ChileEl Mercurio, Chile 15 de julio de 2026

El país necesita impulsar la demanda privada y eso pasa por el sector construcción.

Con alta probabilidad, el proyecto de Ley de Reconstrucción debiera aprobarse en las próximas semanas, lo que significaría un importante triunfo político y en materia económica para el Gobierno. El país necesita salir de su letargo y la reforma tributaria que se propone, junto con cambios en numerosos permisos y regulaciones, deberían contribuir a generar un espacio para la recuperación.
Esta reforma, sin embargo, se aprobará en un país cuya economía se encuentra debilitada en un grado superior al imaginado hasta hace unos meses. En efecto, las expectativas de muchos agentes y de las propias autoridades entrantes eran que la economía rápidamente se aceleraría. Aunque algunos factores en sectores específicos ligados a los recursos naturales explican parte de las malas cifras de crecimiento -como ha enfatizado el Banco Central-, también es evidente que ni la demanda por consumo ni la inversión se encuentran hoy en auge. Los altos niveles de ahorro corporativo son la principal muestra. En este sentido, la coyuntura macroeconómica que enfrenta el país es diferente a la anticipada, por lo que la aprobación de la Ley de Reconstrucción, siendo una buena noticia, no necesariamente modificará de manera rápida el panorama.
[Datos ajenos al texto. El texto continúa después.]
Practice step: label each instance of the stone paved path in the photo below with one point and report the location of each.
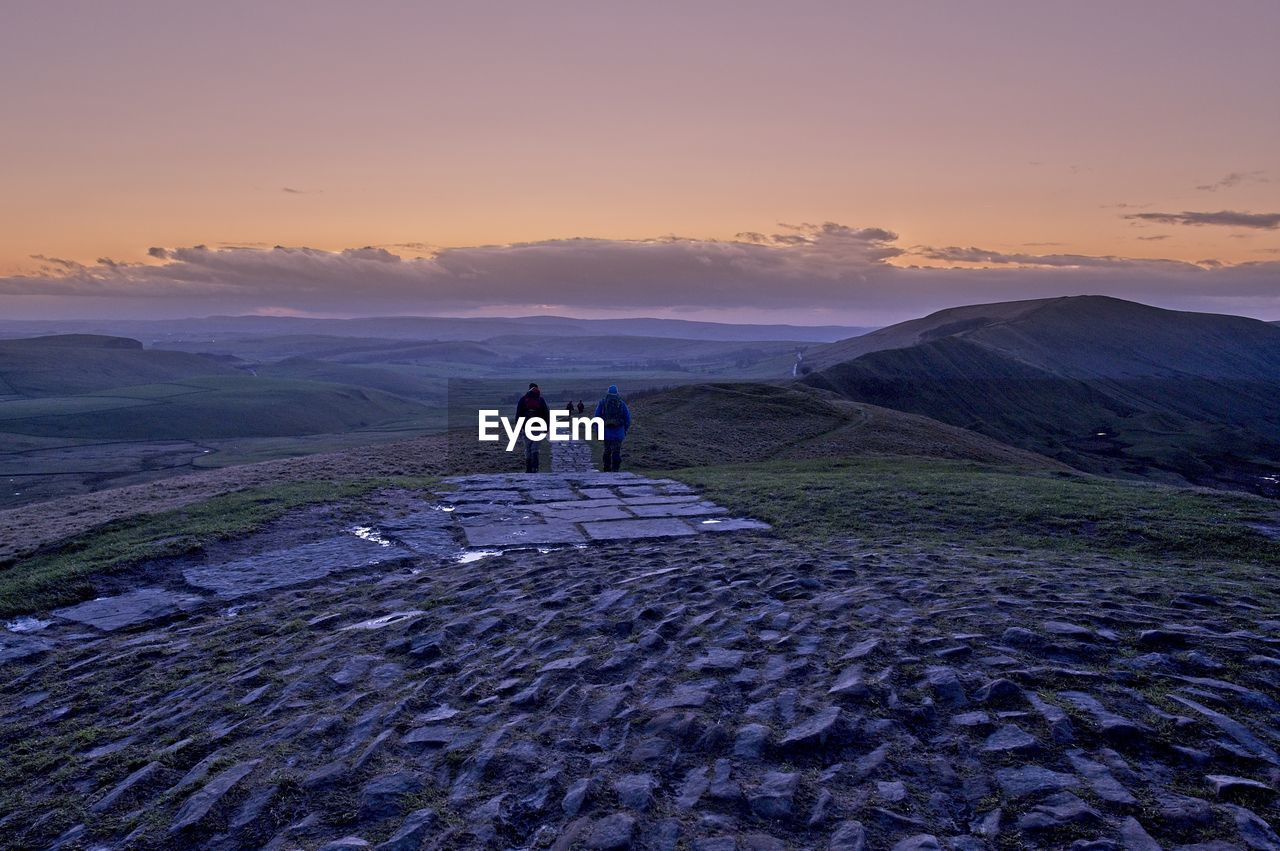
(571, 456)
(703, 691)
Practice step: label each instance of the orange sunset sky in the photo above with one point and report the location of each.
(976, 135)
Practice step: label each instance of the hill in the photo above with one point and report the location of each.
(434, 328)
(83, 364)
(717, 424)
(1098, 383)
(208, 407)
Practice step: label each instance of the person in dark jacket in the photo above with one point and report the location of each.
(617, 421)
(533, 406)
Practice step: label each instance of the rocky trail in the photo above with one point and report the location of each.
(583, 660)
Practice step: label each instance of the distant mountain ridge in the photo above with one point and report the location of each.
(432, 328)
(1100, 383)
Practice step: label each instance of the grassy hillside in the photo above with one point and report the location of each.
(1098, 383)
(990, 506)
(365, 376)
(233, 406)
(714, 424)
(83, 364)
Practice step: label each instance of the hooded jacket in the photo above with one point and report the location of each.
(616, 433)
(533, 406)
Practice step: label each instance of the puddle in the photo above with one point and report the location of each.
(384, 621)
(370, 534)
(27, 625)
(476, 554)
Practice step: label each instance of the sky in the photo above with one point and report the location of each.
(809, 161)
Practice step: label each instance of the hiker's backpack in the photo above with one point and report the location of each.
(613, 412)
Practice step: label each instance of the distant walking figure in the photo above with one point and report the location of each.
(617, 420)
(533, 406)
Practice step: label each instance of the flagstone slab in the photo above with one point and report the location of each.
(291, 566)
(679, 509)
(22, 646)
(608, 530)
(732, 525)
(110, 613)
(522, 535)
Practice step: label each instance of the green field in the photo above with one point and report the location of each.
(65, 575)
(938, 502)
(208, 408)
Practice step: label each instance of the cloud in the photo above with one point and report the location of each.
(855, 274)
(1225, 218)
(1234, 178)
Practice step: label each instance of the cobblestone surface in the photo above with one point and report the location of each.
(703, 691)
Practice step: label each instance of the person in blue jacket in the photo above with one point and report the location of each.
(617, 420)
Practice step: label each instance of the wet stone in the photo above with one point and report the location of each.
(608, 530)
(292, 566)
(129, 609)
(200, 804)
(827, 726)
(612, 833)
(1031, 779)
(1010, 740)
(775, 797)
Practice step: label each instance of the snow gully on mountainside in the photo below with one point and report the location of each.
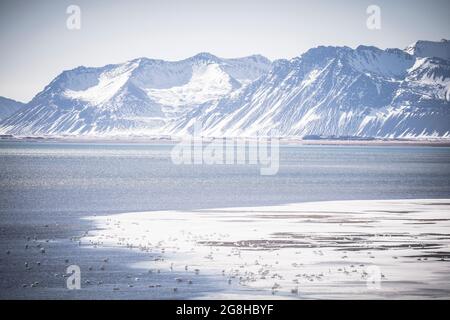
(327, 91)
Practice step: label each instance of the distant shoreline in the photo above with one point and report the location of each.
(437, 142)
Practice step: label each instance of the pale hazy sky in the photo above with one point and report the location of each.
(36, 45)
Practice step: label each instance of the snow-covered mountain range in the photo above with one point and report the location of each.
(8, 107)
(327, 91)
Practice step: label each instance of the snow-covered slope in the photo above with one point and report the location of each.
(137, 97)
(327, 91)
(337, 91)
(8, 107)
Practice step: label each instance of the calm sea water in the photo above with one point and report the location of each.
(45, 188)
(83, 179)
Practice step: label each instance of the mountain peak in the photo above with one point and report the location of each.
(424, 48)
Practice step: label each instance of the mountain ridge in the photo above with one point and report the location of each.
(327, 91)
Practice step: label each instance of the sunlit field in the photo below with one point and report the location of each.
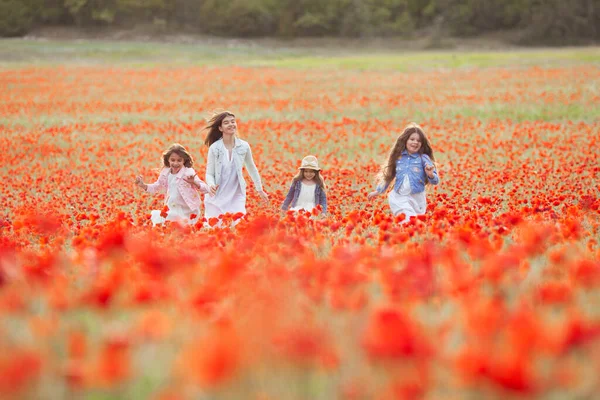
(493, 294)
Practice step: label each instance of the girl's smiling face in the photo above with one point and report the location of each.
(309, 174)
(228, 126)
(175, 162)
(413, 144)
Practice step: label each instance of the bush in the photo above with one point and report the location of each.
(17, 16)
(239, 17)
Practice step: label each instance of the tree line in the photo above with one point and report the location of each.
(553, 22)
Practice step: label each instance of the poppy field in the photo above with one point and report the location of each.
(493, 294)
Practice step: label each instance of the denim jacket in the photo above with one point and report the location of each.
(412, 165)
(294, 193)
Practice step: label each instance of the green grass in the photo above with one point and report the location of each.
(16, 52)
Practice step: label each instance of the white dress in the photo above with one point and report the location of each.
(404, 201)
(178, 209)
(306, 198)
(229, 197)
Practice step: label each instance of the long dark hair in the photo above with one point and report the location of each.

Es por ello que el Gobierno deberá enfocarse en una segunda etapa que enfrente las necesidades de corto plazo, principalmente reflejadas en la debilidad del empleo. El enfriamiento de las altas expectativas que existían a principios de año ha afectado la demanda, y políticas orientadas a reformas estructurales en el mercado laboral o en el mercado de capitales -siendo muy necesarias- deben complementarse con otras específicamente orientadas a impulsarla. Y es que la economía chilena necesita, en el corto plazo, un impulso de demanda privada, acompañado de una recuperación del optimismo.
Trabajar en este sentido debería ser el foco del Gobierno. Para ello, más que muchas medidas marginales, debería concentrar su esfuerzo en impulsar una recuperación del sector inmobiliario. En efecto, como lo indicó el ministro de Hacienda hace pocas semanas, la recuperación del empleo está íntimamente ligada con una reactivación de la construcción. Aún más, es posible decir que la recuperación de las expectativas también está ligada a un shock en ese sector.
Existen numerosas políticas que el Gobierno podría desarrollar para ello. Sumándose a la aprobación de la rebaja transitoria del IVA -cuya demora ha perjudicado las ventas en el sector-, el Ejecutivo deberá evaluar garantías al pie o a las tasas de los créditos hipotecarios, así como una inyección de recursos para subsidios habitacionales. A su vez, la aceleración de permisos de construcción de viviendas -en una especie de fast track - debería considerarse seriamente. Paralelamente, el plan debería incluir la aceleración de la inversión en obras públicas, cuyo impacto sobre el empleo es directo.